The Mayan calendar used 3114 BC as their reference.More recently is the radiocarbon date of 1950 AD or before present, BP.Atoms of the same element that have different numbers of neutrons are called isotopes. Most carbon on Earth exists as the very stable isotope carbon-12, with a very small amount as carbon-13.Here’s an example using the simplest atom, hydrogen. Carbon-14 is an unstable isotope of carbon that will eventually decay at a known rate to become carbon-12.Radiocarbon dating uses isotopes of the element carbon.

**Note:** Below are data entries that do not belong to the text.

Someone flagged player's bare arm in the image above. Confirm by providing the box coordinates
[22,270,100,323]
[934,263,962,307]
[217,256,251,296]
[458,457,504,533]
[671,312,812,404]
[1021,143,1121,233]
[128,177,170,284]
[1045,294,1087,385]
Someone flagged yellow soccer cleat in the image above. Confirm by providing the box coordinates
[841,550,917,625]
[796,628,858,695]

Cosmic rays – high energy particles from beyond the solar system – bombard Earth’s upper atmosphere continually, in the process creating the unstable carbon-14. Because it’s unstable, carbon-14 will eventually decay back to carbon-12 isotopes.Because the cosmic ray bombardment is fairly constant, there’s a near-constant level of carbon-14 to carbon-12 ratio in Earth’s atmosphere.Scientists tried to determine Earth’s age via our planet’s layers of rock, which must have been built over time.
Today’s scientists believe that answer is incorrect, but Kelvin’s calculations were in being based on logical thinking and mathematical calculation.
Follow the links below to learn more about radiocarbon dating. Radiocarbon dating uses carbon isotopes A special kind of radiocarbon dating: Bomb radiocarbon dating What is an isotope?
To understand radiocarbon dating, you first have to understand the word Although an element’s number of protons cannot change, the number of neutrons can vary slightly from each atom.
Meanwhile, Arthur Holmes (1890-1964) was finishing up a geology degree at the Imperial College of Science in London where he developed the technique of dating rocks using the uranium-lead method.
By applying the technique to his oldest rock, Holmes proposed that the Earth was at least 1.6 billion years old.